La resistencia de los fariseos al llamado a replantear la santidad ayuda a explicar la fuente de su hostilidad hacia Jesús. Es útil notar también que el Salvador estaba desafiando el papel de los fariseos como intérpretes de la ley. Su desafío a la visión de santidad ritual de los fariseos seguramente provocó una reacción hostil, ya que amenazaba el estatus social de los fariseos como intérpretes de la ley. Sin embargo, aunque este contexto ayuda a explicar las presiones y motivaciones, la respuesta de hostilidad no es simplemente una cuestión política. En su esencia, la hostilidad refleja decisiones personales y respuestas espirituales. La hostilidad que encontramos descrita en los Evangelios fue informada por un contexto particular, pero, más importante aún, fue un fenómeno espiritual universal: el «pecado universal» del orgullo.
El patrón de cuestionamiento que se transforma en hostilidad debido a la actitud defensiva de los fariseos caracteriza cada vez más las interacciones hostiles entre los fariseos y el Salvador. Examinaremos ahora dos preocupaciones planteadas contra Jesús: que Él comía con pecadores y que comía con manos sin lavar. Podemos ver que estas cuestiones surgieron de la comprensión de los fariseos sobre la ley de Moisés. Su compromiso religioso con la pureza ritual los colocó en una posición de oposición frente a lo que veían que Jesús y Sus discípulos estaban haciendo. En Sus respuestas a sus preguntas, Jesús muestra a los fariseos que las Escrituras mismas apuntan a una forma superior de santidad. Al darse cuenta de que se les dice que sus esfuerzos por alcanzar la excelencia espiritual no son suficientes, se encuentran en una posición en la que —dependiendo de su respuesta— pueden humillarse o desarrollar hostilidad.
Comer con pecadores
Los relatos del Nuevo Testamento sugieren que Jesús fue invitado a participar en la comunión de mesa de los fariseos (véase Lucas 11:37; Lucas 14:1), pero también aprendemos que otros con quienes Él comía eran un insulto para los fariseos. Comprender el concepto de comunión de mesa nos ayuda a ver que al comer con otros que eran ritualmente impuros, Jesús también amenazaba la pureza de Sus anfitriones farisaicos. Los recaudadores de impuestos, o publicanos, estaban específicamente excluidos de la comunión de mesa de los fariseos. En el primer relato sobre comer con publicanos y pecadores, aprendemos que los “escribas y fariseos murmuraron contra sus discípulos, diciendo: ¿Por qué coméis y bebéis con publicanos y pecadores?” (Lucas 5:30) o “¿Por qué come vuestro Maestro con los publicanos y pecadores?” (Mateo 9:11; véase también Marcos 2:16). Para los fariseos, aquellos que mantenían la limpieza ritual de los sacerdotes en sus hogares permitían que la santidad del templo residiera en el hogar. Pero para mantener este nivel de santidad, era necesario comer únicamente con otros que fueran igualmente obedientes.

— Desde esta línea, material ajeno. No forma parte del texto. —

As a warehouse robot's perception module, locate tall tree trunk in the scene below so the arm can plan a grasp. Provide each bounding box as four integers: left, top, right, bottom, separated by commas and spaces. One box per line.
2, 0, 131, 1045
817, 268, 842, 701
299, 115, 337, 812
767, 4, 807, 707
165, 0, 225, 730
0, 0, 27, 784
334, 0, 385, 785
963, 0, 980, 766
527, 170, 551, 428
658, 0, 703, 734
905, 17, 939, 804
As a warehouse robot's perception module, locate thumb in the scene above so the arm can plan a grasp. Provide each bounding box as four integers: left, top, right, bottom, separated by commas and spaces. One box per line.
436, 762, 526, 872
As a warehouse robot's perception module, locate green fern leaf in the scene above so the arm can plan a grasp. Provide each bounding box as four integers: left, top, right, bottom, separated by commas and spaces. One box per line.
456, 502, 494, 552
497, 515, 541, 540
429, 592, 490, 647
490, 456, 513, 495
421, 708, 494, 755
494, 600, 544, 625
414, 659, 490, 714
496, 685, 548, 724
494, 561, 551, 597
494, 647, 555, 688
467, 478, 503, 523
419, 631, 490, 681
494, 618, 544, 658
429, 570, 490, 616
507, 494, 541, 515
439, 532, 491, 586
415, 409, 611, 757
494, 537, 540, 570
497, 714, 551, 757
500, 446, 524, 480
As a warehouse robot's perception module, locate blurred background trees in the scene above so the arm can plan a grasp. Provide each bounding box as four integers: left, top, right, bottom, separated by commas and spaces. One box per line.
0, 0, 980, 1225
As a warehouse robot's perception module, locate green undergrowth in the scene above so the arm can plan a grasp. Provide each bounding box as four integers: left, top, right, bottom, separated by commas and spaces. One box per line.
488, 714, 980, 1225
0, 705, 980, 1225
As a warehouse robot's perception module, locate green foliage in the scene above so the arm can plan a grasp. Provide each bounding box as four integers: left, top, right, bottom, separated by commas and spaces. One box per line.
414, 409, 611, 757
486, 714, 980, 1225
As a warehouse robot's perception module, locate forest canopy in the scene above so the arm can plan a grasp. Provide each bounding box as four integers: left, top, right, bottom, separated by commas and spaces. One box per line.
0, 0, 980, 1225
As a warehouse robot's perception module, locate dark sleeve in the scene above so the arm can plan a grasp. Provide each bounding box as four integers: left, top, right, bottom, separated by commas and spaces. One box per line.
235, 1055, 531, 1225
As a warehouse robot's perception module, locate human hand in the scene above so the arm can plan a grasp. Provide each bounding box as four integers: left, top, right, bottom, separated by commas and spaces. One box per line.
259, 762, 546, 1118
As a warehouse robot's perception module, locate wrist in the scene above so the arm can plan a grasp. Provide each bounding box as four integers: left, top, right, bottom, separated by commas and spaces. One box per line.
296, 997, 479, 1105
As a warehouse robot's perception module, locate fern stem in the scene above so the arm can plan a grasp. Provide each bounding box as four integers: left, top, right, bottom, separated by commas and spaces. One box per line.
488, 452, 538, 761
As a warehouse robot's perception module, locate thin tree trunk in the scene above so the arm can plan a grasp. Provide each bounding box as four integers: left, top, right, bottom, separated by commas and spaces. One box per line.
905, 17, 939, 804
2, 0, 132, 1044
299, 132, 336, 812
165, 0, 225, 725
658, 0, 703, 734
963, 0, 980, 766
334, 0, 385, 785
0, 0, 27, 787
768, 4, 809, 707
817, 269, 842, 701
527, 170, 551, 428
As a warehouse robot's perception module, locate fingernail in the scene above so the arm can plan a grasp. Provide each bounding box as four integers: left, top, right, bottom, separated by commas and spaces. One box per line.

El «murmurar» inicial acerca de comer con publicanos y pecadores se encuentra con las enseñanzas de Jesús, quien responde que “los sanos no tienen necesidad de médico, sino los enfermos” y “No he venido a llamar a justos, sino a pecadores al arrepentimiento” (Mateo 9:12–13; véase también Marcos 2:17; Lucas 5:31–32). A simple vista, podría no quedar claro cómo estos comentarios podrían molestar a los “escribas y fariseos”, ya que naturalmente estarían de acuerdo en que los pecadores y los publicanos estaban enfermos y necesitaban un médico. Podían verse a sí mismos como justos y a los demás como indignos. Uno de nuestros mayores desafíos como personas justas y obedientes a la ley es reconocer que todos pecamos. En la medida en que nuestra observancia de la ley se convierte en nuestro sentido de justificación ante Dios, entonces admitir que estamos fallando no será una opción. Por lo tanto, a toda costa, debemos cumplir exactamente la ley y juzgar a otros que no lo hacen.
En el relato de Mateo, el Salvador señala esta tendencia universal en Sus acusadores con una frase adicional que pone en cuestión a los que preguntan e invita a un nivel más alto de santidad. En Mateo 9:13 leemos que, entre las declaraciones sobre los enfermos y Su misión de llamarlos al arrepentimiento, Jesús dice: “Id, pues, y aprended lo que significa: Misericordia quiero, y no sacrificio”. Esta es una cita del profeta Oseas, quien reprende a los israelitas impíos: “¿Qué haré a ti, oh Efraín? ¿Qué haré a ti, oh Judá? Vuestra piedad es como nube matutina, y como el rocío de la mañana, que se desvanece. Porque misericordia quiero, y no sacrificio; y conocimiento de Dios más que holocaustos” (Oseas 6:4, 6–7).
Jesús desafía la interpretación que los escribas y fariseos hacen de las Escrituras al decirles: “Id, pues, y aprended lo que significa esto.” Su entendimiento de la santidad, que requería una estricta adhesión a los requisitos de pureza ritual para los sacerdotes, se había convertido para ellos en “sacrificio” y “holocaustos.” Jesús cuestiona su concepción fundamental de la santidad y la ley al señalar su enfoque en su propia pureza ritual mientras ignoraban a los espiritualmente enfermos entre el pueblo del convenio.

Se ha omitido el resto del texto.